Kettle for Storm

Kettle for Storm empowers Pentaho ETL developers to process big data in real
time using their existing visual Pentaho ETL transformations across a cluster of
machines using Storm.

Closing the gap between batch and real time

Pentaho has lead the big data ETL space for 3 years by providing ETL developers
a visual environment to design, test, and execute ETL that leverages the power of
MapReduce. Now with Kettle for Storm, that same ETL developer is immediately
productive with one of the most popular distributed streaming processing systems
today: Storm. Any existing Pentaho ETL transformations can be executed as realtime
processes via Storm - including those used in Pentaho MapReduce. This
powerful combination allows an ETL developer to provide data to business users
when they need it most without the delay of batch processing or overhead of
designing additional transformations.

Process data as it arrives

Pentaho ETL begins processing data as it arrives from the source and produces
the valuable data sets your business depends on immediately.
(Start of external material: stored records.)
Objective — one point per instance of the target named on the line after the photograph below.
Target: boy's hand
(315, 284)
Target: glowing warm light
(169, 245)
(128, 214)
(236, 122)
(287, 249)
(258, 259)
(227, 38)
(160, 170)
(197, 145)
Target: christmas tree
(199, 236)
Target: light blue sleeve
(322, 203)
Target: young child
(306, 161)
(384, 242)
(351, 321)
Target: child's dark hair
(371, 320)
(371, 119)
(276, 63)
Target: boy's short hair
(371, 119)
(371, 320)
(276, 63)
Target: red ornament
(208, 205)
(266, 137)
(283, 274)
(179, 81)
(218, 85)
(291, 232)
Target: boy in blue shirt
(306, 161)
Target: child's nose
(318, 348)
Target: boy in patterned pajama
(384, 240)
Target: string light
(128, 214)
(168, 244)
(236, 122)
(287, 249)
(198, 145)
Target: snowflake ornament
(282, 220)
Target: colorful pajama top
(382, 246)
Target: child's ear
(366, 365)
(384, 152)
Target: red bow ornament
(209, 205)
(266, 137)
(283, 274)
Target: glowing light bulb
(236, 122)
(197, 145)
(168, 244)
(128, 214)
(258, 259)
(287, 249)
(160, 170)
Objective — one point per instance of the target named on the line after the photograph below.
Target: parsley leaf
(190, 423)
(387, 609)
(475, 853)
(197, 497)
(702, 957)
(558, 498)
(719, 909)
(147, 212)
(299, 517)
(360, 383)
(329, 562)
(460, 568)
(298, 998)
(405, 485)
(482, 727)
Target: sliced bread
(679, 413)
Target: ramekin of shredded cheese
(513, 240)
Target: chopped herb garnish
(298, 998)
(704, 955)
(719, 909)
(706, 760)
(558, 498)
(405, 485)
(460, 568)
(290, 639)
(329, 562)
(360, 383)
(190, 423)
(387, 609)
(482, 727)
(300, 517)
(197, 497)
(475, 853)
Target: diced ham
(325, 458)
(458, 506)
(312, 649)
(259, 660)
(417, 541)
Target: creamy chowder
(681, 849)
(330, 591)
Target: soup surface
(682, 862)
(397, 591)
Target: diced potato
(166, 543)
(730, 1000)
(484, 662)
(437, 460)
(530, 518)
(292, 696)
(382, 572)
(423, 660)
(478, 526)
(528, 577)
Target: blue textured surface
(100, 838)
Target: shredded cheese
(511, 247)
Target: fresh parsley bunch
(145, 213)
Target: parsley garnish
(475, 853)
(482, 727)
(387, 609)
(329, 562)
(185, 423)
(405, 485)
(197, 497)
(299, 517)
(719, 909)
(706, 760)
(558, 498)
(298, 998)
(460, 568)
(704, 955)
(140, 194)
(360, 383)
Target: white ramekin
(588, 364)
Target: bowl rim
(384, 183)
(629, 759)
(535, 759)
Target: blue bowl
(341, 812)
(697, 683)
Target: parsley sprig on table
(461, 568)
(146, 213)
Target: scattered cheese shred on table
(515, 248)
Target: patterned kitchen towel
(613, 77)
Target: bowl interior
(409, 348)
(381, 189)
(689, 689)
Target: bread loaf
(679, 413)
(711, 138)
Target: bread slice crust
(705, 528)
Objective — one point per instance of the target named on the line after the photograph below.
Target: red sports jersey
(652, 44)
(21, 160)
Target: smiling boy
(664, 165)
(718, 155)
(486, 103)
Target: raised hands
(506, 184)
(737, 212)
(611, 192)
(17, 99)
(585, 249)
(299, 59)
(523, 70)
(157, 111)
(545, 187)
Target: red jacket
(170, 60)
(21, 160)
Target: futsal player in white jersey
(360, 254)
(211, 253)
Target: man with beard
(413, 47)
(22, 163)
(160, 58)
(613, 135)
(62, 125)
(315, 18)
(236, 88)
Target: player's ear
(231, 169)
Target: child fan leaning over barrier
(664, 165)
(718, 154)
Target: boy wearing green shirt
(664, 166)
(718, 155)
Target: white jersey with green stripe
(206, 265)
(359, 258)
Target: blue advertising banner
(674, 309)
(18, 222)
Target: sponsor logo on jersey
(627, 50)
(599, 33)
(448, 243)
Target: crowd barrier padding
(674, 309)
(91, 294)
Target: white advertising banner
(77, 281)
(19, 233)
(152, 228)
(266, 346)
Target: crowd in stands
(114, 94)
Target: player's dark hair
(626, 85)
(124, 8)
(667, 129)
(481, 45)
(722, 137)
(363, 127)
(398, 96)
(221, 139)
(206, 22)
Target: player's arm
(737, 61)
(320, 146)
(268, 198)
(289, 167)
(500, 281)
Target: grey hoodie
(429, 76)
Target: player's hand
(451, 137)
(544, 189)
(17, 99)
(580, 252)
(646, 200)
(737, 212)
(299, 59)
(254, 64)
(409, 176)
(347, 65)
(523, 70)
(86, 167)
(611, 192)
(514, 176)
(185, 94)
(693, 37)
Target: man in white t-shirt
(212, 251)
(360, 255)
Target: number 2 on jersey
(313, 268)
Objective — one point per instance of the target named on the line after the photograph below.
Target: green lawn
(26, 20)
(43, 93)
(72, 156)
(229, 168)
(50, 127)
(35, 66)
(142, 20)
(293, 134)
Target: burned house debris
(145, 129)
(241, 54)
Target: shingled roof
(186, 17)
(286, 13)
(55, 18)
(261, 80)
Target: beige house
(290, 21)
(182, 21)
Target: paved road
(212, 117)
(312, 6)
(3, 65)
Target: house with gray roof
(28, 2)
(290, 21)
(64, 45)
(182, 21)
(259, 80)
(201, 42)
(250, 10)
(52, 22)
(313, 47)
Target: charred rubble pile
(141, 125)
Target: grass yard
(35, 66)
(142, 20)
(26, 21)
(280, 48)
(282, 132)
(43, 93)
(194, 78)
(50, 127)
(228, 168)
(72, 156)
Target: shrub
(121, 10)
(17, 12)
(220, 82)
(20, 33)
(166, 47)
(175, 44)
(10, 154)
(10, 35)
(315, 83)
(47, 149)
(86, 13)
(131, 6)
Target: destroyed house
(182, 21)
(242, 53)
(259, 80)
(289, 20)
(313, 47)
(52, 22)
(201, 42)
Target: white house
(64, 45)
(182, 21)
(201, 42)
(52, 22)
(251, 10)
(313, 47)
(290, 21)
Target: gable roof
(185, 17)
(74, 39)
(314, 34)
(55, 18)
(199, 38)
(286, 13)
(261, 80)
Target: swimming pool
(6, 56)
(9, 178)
Get up to the
second insight for your key business metrics by reacting when data arrives and
delivering real-time dashboards, reports, or intermediate data sets to be used by
your existing applications.

Hybrid workflows

Many of our customers have long running batch Pentaho ETL jobs that run within
Hadoop via MapReduce. Pentaho for Storm compliments these by allowing
developers to reuse existing transformations to process data immediately. Both
batch and real time workflows are powered by Pentaho ETL, empowering existing
developers to build upon years of knowledge to learn the most from their data,
instantly.

Leverage existing Kettle ETL

Kettle for Storm allows Pentaho ETL developers to reuse their knowledge and
beloved Kettle components to process data differently. Deliver data when its
needed - all with a familiar tool set.
Looking for additional tools for your Pentaho ETL tool kit? Check out the [Kettle
Marketplace|http://wiki.pentaho.com/display/EAI/Marketplace]!

Next steps

Today, Kettle for Storm can process many of your existing transformations but this
wouldn't be in Pentaho Labs if it were complete. We're continuing to build out
support for the entire Kettle ecosystem of steps. Stay tuned while we complete the
implementation.
Upcoming features:

  1. Spoon integration
  2. Support for aggregations, sorting, filtering, sampling
  3. Support for executing an entire transformation as a component within an
    existing Storm topology